Politologe Filzmaier zur Rücktrittsdebatte um Amon

"Es steht schlecht um die Demokratie"

ÖVP-Klubobmann Karl Heinz Kopf bekräftigte in der ZIB 2 am Dienstag die These von einer Verschwörung gegen Werner Amon. Er sieht offenbar die Staatsanwaltschaft als verlängerten Arm der Opposition und will sich Amon nicht aus dem Untersuchungsausschuss herausschießen lassen. Der Befund des Politologen Peter Filzmaier: "Es steht schlecht um die Demokratie in Österreich".

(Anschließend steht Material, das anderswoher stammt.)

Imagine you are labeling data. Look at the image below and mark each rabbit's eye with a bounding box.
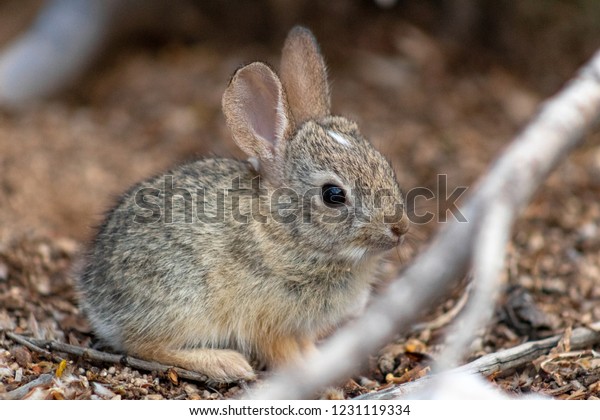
[321,184,346,207]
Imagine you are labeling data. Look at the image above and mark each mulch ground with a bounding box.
[0,0,600,399]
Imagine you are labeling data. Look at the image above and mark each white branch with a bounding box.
[356,322,600,400]
[250,48,600,399]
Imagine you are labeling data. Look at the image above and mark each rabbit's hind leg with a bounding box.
[131,346,256,383]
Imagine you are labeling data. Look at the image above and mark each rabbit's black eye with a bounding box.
[321,184,346,207]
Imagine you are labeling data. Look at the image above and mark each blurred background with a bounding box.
[0,0,600,240]
[0,0,600,398]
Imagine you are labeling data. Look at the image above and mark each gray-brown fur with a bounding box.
[79,24,408,381]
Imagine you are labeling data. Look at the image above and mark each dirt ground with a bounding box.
[0,0,600,399]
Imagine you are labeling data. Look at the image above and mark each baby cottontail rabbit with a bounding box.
[79,27,408,382]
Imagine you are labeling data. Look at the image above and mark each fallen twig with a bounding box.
[0,373,54,400]
[409,279,473,334]
[356,322,600,400]
[4,331,62,362]
[7,333,208,382]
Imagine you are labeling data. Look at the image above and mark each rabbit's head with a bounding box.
[223,27,408,261]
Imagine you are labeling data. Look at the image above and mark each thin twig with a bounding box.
[0,373,54,400]
[434,201,514,372]
[7,333,208,382]
[356,322,600,400]
[4,331,62,362]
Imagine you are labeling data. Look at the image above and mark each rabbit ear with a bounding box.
[223,62,293,179]
[281,26,330,123]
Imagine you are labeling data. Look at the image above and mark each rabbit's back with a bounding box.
[79,159,253,349]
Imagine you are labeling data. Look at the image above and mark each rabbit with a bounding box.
[78,27,409,383]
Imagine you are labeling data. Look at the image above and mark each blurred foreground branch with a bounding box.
[249,47,600,399]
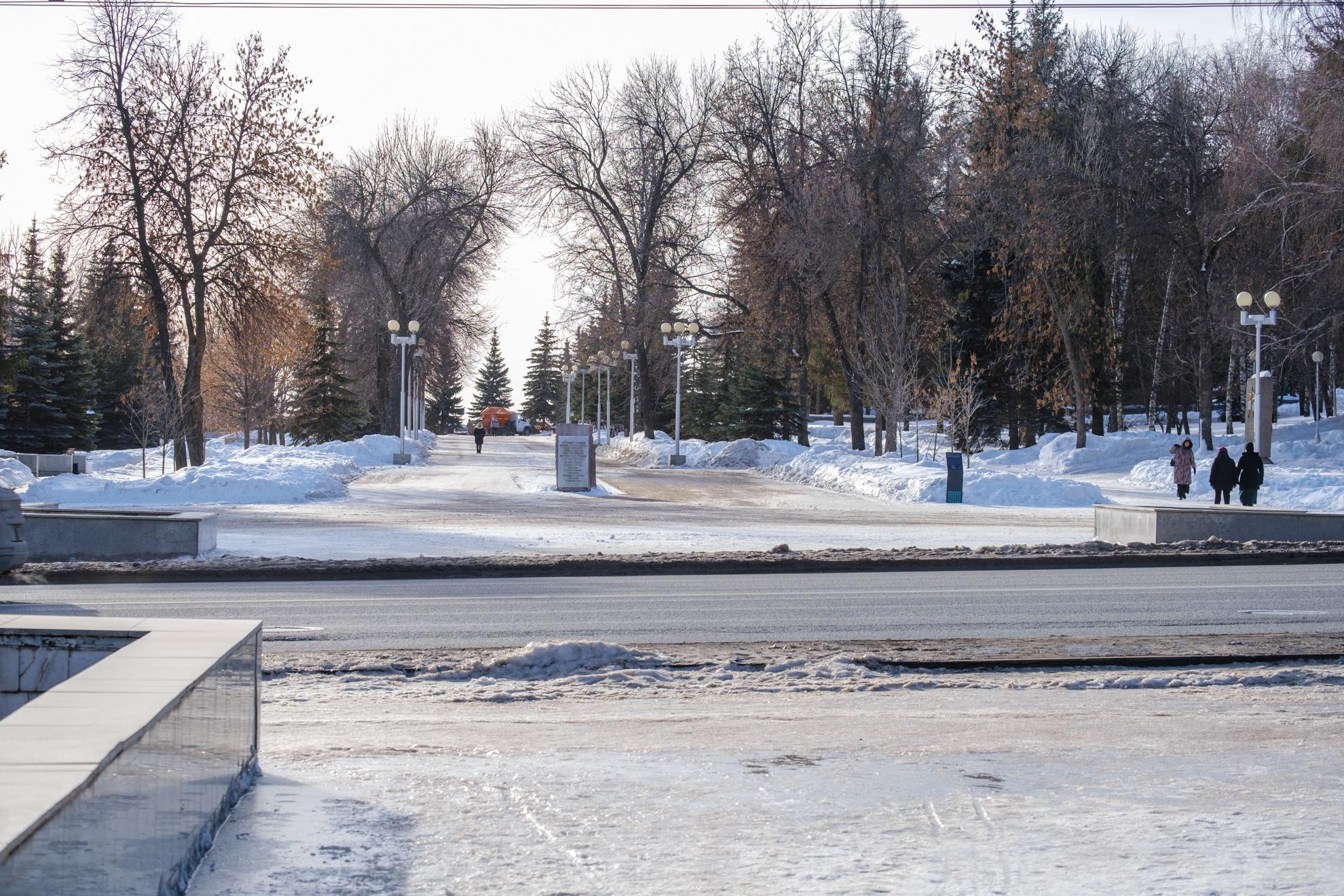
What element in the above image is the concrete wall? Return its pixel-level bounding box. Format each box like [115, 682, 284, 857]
[1093, 504, 1344, 544]
[0, 631, 132, 719]
[0, 616, 261, 896]
[23, 506, 215, 563]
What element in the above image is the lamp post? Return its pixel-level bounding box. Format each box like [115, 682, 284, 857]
[1237, 290, 1282, 460]
[1311, 350, 1325, 442]
[561, 364, 578, 423]
[621, 339, 639, 439]
[661, 321, 701, 466]
[387, 320, 419, 465]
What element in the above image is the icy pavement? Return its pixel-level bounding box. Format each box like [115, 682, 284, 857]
[191, 643, 1344, 896]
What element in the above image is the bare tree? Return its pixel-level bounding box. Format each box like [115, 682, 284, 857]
[509, 58, 719, 438]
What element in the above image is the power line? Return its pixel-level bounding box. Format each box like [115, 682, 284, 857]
[0, 0, 1317, 12]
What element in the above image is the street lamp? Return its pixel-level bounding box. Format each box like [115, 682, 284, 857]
[1311, 350, 1325, 442]
[1237, 290, 1282, 461]
[660, 321, 701, 466]
[561, 364, 578, 423]
[621, 339, 639, 439]
[387, 320, 419, 465]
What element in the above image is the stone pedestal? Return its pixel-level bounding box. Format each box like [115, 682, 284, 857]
[555, 423, 597, 491]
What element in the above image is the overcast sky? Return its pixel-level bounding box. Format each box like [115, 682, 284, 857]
[0, 3, 1235, 399]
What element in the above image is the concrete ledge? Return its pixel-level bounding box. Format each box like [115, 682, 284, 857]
[1093, 504, 1344, 544]
[23, 506, 215, 563]
[0, 616, 261, 896]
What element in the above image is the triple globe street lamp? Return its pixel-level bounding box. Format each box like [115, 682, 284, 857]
[387, 320, 419, 465]
[660, 321, 701, 466]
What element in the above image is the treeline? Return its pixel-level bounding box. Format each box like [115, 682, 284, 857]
[0, 0, 1344, 465]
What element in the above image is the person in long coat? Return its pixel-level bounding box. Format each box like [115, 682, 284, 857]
[1171, 439, 1195, 501]
[1237, 442, 1265, 506]
[1208, 447, 1237, 504]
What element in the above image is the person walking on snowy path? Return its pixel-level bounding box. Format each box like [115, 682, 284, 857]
[1208, 447, 1237, 504]
[1171, 439, 1195, 501]
[1237, 442, 1265, 506]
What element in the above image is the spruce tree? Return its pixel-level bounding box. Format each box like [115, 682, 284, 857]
[425, 365, 465, 432]
[79, 240, 156, 449]
[472, 331, 513, 416]
[289, 291, 369, 445]
[523, 314, 565, 428]
[47, 246, 98, 451]
[0, 219, 70, 454]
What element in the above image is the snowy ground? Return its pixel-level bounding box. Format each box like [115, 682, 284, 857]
[10, 416, 1344, 559]
[191, 645, 1344, 896]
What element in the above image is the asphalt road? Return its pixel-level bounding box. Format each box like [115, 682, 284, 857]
[0, 564, 1344, 650]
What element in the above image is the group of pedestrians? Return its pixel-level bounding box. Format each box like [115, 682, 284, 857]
[1171, 439, 1265, 506]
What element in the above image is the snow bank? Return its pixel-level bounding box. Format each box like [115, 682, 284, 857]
[0, 457, 37, 491]
[24, 435, 426, 506]
[603, 426, 1106, 506]
[451, 641, 668, 681]
[275, 641, 1344, 701]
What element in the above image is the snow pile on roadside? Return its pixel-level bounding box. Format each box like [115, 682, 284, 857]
[603, 427, 1106, 506]
[267, 641, 1344, 703]
[449, 641, 668, 682]
[24, 435, 426, 506]
[0, 457, 37, 491]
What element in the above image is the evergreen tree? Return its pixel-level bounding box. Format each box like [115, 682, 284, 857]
[472, 331, 513, 416]
[425, 367, 465, 432]
[523, 314, 565, 428]
[79, 240, 156, 449]
[0, 219, 71, 454]
[47, 246, 98, 451]
[289, 290, 369, 445]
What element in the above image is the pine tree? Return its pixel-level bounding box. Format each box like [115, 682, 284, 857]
[472, 331, 513, 416]
[289, 291, 369, 445]
[47, 246, 98, 451]
[79, 240, 156, 449]
[0, 219, 70, 454]
[523, 314, 565, 428]
[425, 368, 465, 432]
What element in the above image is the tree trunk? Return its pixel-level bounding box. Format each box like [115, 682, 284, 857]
[1148, 250, 1176, 432]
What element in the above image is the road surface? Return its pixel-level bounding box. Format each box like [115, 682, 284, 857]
[0, 564, 1344, 650]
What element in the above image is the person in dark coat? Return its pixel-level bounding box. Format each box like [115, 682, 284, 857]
[1237, 442, 1265, 506]
[1171, 439, 1195, 501]
[1208, 447, 1237, 504]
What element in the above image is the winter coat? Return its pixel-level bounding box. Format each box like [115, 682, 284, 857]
[1171, 445, 1195, 485]
[1208, 449, 1237, 489]
[1237, 451, 1265, 491]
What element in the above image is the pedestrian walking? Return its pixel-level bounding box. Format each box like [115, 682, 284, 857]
[1237, 442, 1265, 506]
[1171, 439, 1195, 501]
[1208, 447, 1237, 504]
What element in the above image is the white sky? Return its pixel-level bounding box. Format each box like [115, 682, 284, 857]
[0, 3, 1235, 399]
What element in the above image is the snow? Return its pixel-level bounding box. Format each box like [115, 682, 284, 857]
[0, 457, 37, 491]
[10, 434, 429, 506]
[603, 426, 1106, 506]
[189, 645, 1344, 896]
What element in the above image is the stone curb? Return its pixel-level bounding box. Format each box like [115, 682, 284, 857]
[0, 542, 1344, 586]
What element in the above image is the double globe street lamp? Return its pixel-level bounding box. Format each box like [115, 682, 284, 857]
[387, 320, 419, 465]
[661, 321, 701, 466]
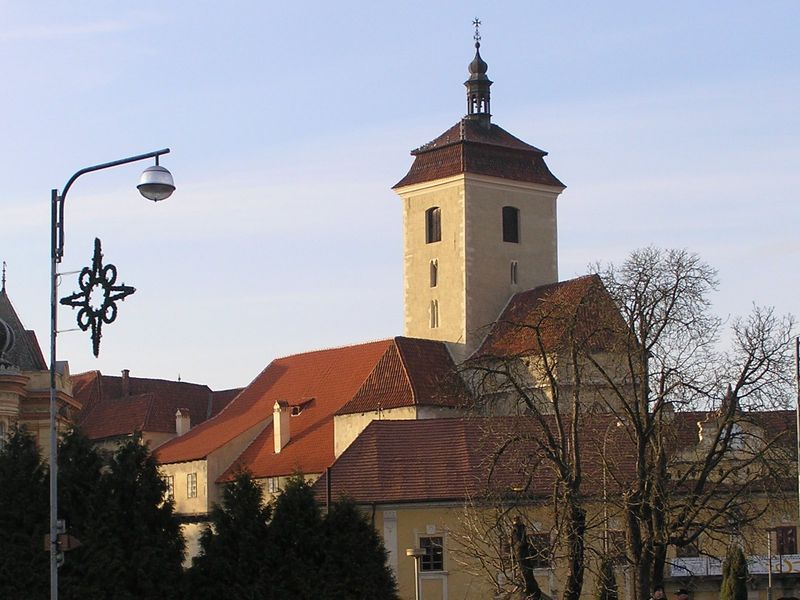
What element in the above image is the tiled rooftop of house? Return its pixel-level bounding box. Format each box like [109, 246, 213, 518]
[72, 371, 239, 440]
[394, 119, 564, 188]
[474, 275, 627, 358]
[314, 411, 797, 504]
[157, 340, 392, 468]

Morgenjournal, 14. 3. 2012

Peter Filzmaier im Gespräch mit

Gefahr für die Demokratie

"Durch den Diskurs rund um die Ermittlungen gegen den ÖVP-Fraktionsführer Amon im Korruptionsuntersuchungsausschuss steht es vor allem um die Demokratie schlecht", so der Politologe Peter Filzmaier im Ö1 Morgenjournal. "Denn es gibt nur zwei logische Erklärungsmöglichkeiten. Entweder die ÖVP, obwohl eine staatstragende Regierungspartei, ergeht sich in fragwürdigen Verschwörungstheorien oder die Vorwürfe stimmen, und die Justiz wäre korrumpiert. Ich weiß nicht, was schlimmer ist: Dass eine Regierungspartei von der Volkspartei zur Verschwörungstheoretikerpartei wird, oder dass wir ein massives Problem in der Justiz mit Amtsmissbrauch haben. Beides ist eine Gefahr für die Demokratie und eine dritte Möglichkeit gibt es nicht", sagt Politologe Peter Filzmaier.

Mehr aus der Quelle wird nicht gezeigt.